A Securities and Exchange Commission judge has ordered a San Diego-based investment firm to pay a $15 million penalty and barred its two advisors from the securities industry for a scheme that defrauded clients out of $10.9 million.

Chief Administrative Law Judge Brenda P. Murray ruled that J.S. Oliver Capital Management LP and the two advisors, who included the firm's founder, breached their responsibilities to act in their clients' best interests and committed other securities law violations.

Murray ruled that the firm and advisors had engaged in "cherry-picking," or awarding more profitable trades to favored clients. They had also misused "soft dollars," or credits from brokerage firms on commissions that investment advisors' clients pay for trades, according to a 64-page opinion dated Tuesday.

J.S. Oliver Capital Management must also pay $1.4 million in disgorgement, a type of penalty that effectively forces those who have engaged in wrongdoing to give up profits they obtained through their misconduct. The firm's founder, Ian O. Mausner, must also pay a $3 million penalty, in addition to being barred from the securities industry.

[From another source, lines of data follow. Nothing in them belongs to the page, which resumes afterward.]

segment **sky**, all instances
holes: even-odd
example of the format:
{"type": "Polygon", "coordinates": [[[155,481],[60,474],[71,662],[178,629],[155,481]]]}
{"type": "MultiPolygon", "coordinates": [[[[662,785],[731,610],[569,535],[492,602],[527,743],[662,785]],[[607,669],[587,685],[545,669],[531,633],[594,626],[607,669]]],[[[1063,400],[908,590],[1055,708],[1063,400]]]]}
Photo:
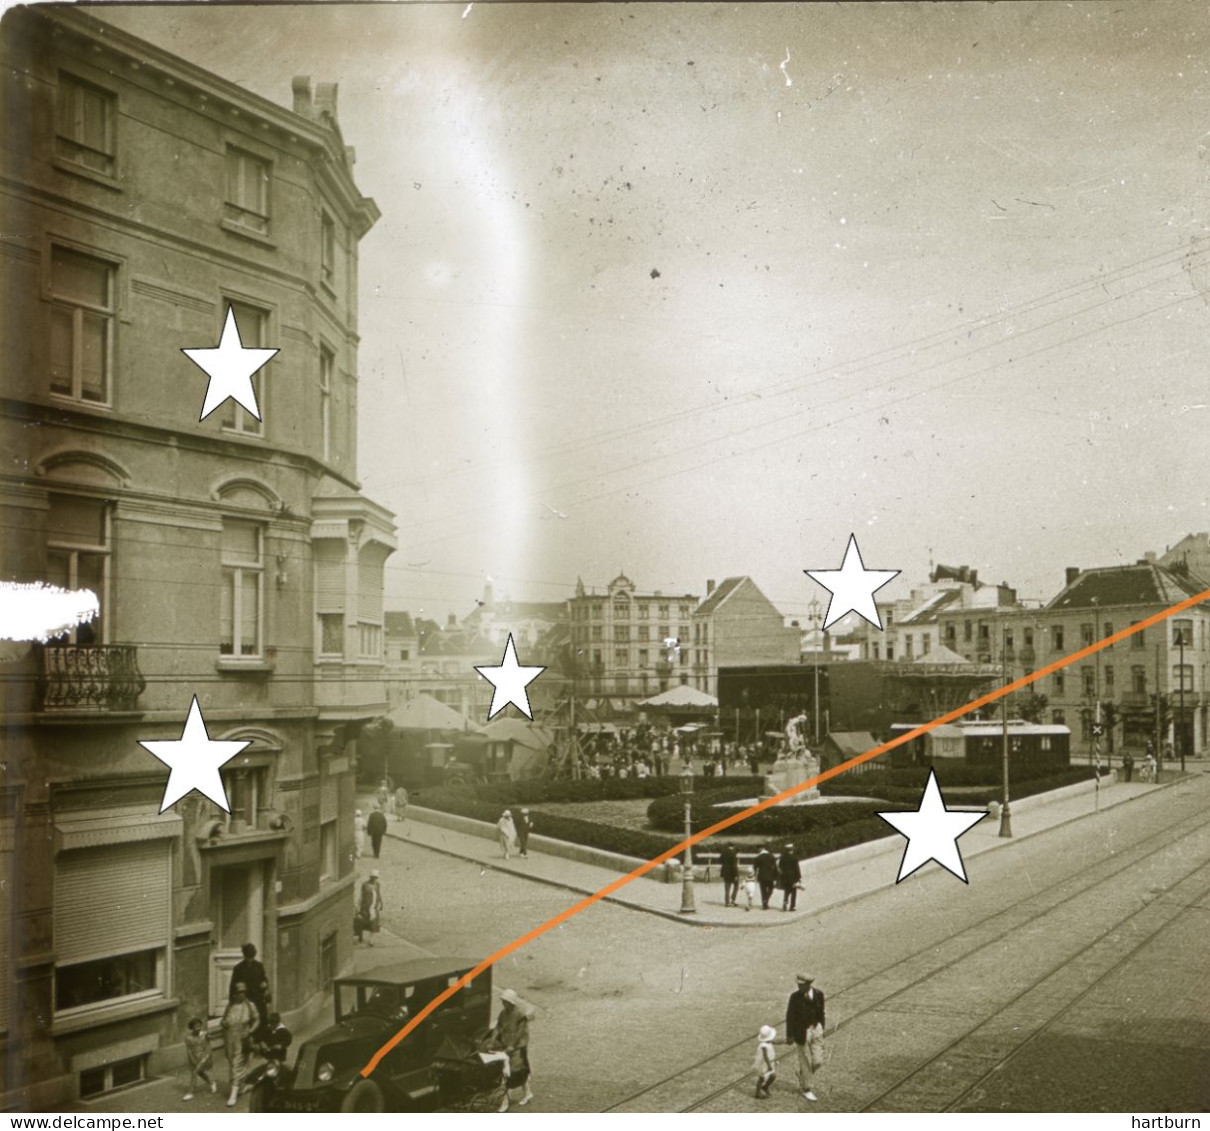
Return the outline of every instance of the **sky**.
{"type": "Polygon", "coordinates": [[[1210,529],[1204,4],[95,9],[340,86],[387,604],[749,574],[849,534],[1049,599],[1210,529]]]}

The firm's portfolio manager, Douglas F. Drennan, was also barred from the securities industry and fined $410,000.

A phone number for J.S. Oliver Capital Management was not in working order on Thursday. Mausner, who defended himself and the company, did not immediately respond to a message sent to him through LinkedIn. Other efforts to reach him were unsuccessful. Drennan and his lawyer did not immediately return calls requesting comment.

The SEC filed its action against J.S. Oliver Capital Management in August, 2013, alleging that Mausner awarded more profitable trades to hedge funds in which Mausner and his family had invested. The SEC said less profitable trades were given to other clients, including a widow and a charitable foundation. The cherry-picking scheme occurred between 2008 and 2009, it said.

The firm managed about $142 million in 2008, according to the decision.

The decision said J.S. Oliver Capital Management and Mausner also misused $1.1 million in soft dollars for expenses that did not benefit clients, such as a $215,000 payment to Mausner’s ex-wife related to their divorce and $40,000 for Masuner's luxury timeshare expenses.

Investment advisory firms may use soft dollars to pay for certain limited expenses that benefit clients as long as they properly disclose that information. The firm and Mausner had argued that they informed their clients of the soft dollar uses in regulatory forms but the SEC found the disclosures inadequate and, in at least one instance, false.

Drennan, the portfolio manager, "aided and abetted" some of the soft dollar misuses, Murray ruled.

The firm, Mausner and Drennan "betrayed their fiduciary responsibilities in a blatant, self-serving manner" and were not credible witnesses, Murray wrote.